Last year, a staggering 885,000 viewers tuned to see London contestant Charmaine Kenny crowned the 51st Rose after two long, hot nights under the Festival Dome in the bustling Kerry town.
But nothing remains the same forever, and Ray D'Arcy has now passed the tux and the microphone on to 33-year-old Daithi O Se. To be honest, it was about time for a change.
Stay in a job too long, especially on TV, and you begin to look a bit bland.
Given that D'Arcy already has a headstart in the blandness stakes (as a friend of mine memorably put it, he's so bland you wonder if he even dreams at night), now is the right time to move on.
I'm no great fan of the Rose of Tralee, but even a cynic like me can see that Daithi O Se is the ideal man for the job -- a pretty much perfect fit. For one thing, he's from Kerry, which is a distinct advantage. In fact, he's first Kerryman ever to host the competition, which, when you think about it, is quite incredible, given Kerry people's legendary partisan nature.

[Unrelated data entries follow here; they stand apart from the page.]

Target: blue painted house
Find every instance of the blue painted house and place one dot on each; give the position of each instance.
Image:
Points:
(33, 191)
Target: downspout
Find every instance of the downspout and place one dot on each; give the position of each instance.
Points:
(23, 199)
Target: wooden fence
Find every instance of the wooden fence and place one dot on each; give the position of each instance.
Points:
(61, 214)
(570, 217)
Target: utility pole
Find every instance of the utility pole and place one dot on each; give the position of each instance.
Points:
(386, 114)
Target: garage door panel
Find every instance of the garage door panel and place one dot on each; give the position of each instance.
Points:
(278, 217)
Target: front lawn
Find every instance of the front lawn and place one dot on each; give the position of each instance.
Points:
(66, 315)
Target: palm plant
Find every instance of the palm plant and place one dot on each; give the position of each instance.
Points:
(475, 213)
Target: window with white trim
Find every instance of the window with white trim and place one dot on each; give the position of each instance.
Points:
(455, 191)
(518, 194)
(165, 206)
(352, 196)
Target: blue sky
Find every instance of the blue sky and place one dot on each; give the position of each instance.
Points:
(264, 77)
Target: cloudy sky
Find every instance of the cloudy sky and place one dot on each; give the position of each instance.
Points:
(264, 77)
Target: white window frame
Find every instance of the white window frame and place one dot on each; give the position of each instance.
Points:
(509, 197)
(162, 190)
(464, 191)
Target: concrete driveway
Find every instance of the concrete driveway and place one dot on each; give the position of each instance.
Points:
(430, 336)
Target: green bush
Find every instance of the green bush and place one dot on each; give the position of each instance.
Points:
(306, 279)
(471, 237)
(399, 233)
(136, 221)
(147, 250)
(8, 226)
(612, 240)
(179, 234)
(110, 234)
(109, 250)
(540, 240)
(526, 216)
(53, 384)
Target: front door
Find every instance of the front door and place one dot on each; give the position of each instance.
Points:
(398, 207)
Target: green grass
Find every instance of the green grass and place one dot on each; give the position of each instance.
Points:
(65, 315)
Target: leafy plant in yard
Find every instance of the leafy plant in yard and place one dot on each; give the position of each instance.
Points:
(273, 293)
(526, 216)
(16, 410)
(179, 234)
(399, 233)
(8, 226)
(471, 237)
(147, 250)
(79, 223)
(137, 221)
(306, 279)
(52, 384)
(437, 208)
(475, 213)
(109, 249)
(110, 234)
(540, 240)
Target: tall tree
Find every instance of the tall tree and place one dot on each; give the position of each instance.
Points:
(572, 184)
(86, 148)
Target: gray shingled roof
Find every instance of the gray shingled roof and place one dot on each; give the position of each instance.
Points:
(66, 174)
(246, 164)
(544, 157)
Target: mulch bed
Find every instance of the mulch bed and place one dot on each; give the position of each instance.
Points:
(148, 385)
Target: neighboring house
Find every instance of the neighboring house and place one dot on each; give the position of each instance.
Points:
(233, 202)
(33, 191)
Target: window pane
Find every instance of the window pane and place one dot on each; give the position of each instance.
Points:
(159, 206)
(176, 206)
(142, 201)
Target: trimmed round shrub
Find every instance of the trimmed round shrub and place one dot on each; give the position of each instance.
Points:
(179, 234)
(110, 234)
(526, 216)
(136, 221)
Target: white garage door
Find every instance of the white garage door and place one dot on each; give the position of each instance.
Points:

For another, he brings something new to the job: he's an absolute wow with the women -- a distinct advantage in a competition whose main feature is women in all their wonderful varieties.
Apparently, Daithi oozes sex appeal (which is not something you can easily say of his predecessors). I say apparently because, frankly, I've never been able to see it myself.
Then again, I'm not a woman, I'm a heterosexual man. Whatever voodoo sex laser beams Daithi is firing from those twinkling Kerry eyes of his are not aimed at me.
My wife, on the other hand, IS a woman, yet she can't see it either. The mention of Daithi's name doesn't cause her lip to curl like a quaver in the same way that, say, Daniel O'Donnell's does. Nonetheless, on her league table of lust, Daithi is in the relegation zone.
That said, appointing Daith is a good move and should give a fresh twist to a competition that has done its utmost over the decades to eliminate sex from the equation. Daithi, to quote Justin Timberlake, is bringing sexy back.